そこで私が提案したのは、「クラウド・シーディング」。
人工的に雪雲を作り、雪を降らせるプロジェクトだ。
理論は決して難しくはない。
実験室の中ではすでに成功している。
だが、暖かい空気の中でピンポイントに雪を降らせても仕方ない。
メガロポリス『J』全体にクールダウンするための仕掛けを作る。
具体的に説明していると番組が終わってしまうのでここでは割愛するが。
「CO2フリー」とか「クールチョイス」とかで検索してみてほしい。
「クラウド・シーディング」には莫大な予算がかかるので、
私はメガロポリスが運営するJWFにプレゼンする。
それでも、きっと予算は足りないだろうから、あとは「クラウドファンディング」か。
いや、ダジャレではない。
そんなことを言うと「お前、令和か」って言われるからな。
とにかく、雪を見たことのない子どもたち”SLC”に雪を感じてほしい。
あ、SLCというのは、Snowless Childrenの略ね。
ということで、計画の名前は、”クラウド・シーデイング〜天気の子どもたち”。
これは私が命名した。
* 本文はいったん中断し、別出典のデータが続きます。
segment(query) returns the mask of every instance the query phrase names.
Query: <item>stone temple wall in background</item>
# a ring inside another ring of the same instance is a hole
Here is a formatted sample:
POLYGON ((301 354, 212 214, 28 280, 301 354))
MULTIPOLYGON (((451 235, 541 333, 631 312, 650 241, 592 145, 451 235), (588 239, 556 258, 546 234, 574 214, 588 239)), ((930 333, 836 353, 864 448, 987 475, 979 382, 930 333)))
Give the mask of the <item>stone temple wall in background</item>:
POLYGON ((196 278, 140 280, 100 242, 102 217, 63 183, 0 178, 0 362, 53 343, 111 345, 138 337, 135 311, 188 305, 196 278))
昔、ヒットしたアニメ映画をリスペクトして決めたのだ。
ある日、彼からビジネスLINEが入った。
え?2050年にもLINEはあるのかって?
もちろんあるよ。
ただ、昔と違ってスマホなんていう邪魔なデバイスはないけどね。
今は、肩に埋め込んだチップか、スマートウォッチか、スマートグラスが端末の代わりだ。
えっと・・・
お、プレゼンが通ったって?
『J』本体から予算がおりたんだ。
ようし、何年かかるかわからないけど、子どもたちに粉雪をプレゼントしよう!
■SE/粉雪の音
結局、計画が完遂するまでに30年かかった。
2080年。メトロポリスのニューヨークはほとんど水没してしまったが、
ここTAKAYAMAには、冬になるとわずかだが、粉雪が舞う。
白い息を吐いて、子どもたちがはしゃぎまわる。
その横で、震えながら手袋を擦り合わせるお父さん。
地球温暖化は世界全体。コスモポリス単位で考える課題だ。
『J』のTAKAYAMAだけがクールダウンできればいいという話ではない。
でも、”クラウド・シーデイング〜天気の子どもたち”は、確実に街を変えた。
きっと、このTAKAYAMAから世界へ、コスモポリスへ向けて、
メッセージは届くだろう。
お父さんの手をひいた子どもがこちらへ振り返る。
「ママ〜!ママも一緒に雪遊びしようよ」
「いいわよ、雪合戦しようか」
「雪合戦?なにそれ?」
「いいからいいから、そらっ」
「わ、冷たい!パパ、ママをやっつけて」
アンチエイジングが飛躍的に進んだおかげで、私の肌年齢は30年前と変わらない。
当たり前となった高齢出産ケアは、当たり前のようにこの年で子どもが授かる。
■SE/雪玉が顔に当たる音「バシャ」
「つめたーい!やったな。この〜」
「わーママこわーい」
時代は変わっても親子の絆は変わらない。
粉雪の中で遊ぶ家族の形も、100年前から変わっていないだろう。
雪国TAKAYAMA。持続させなければいけないのは、このスピリッツだ。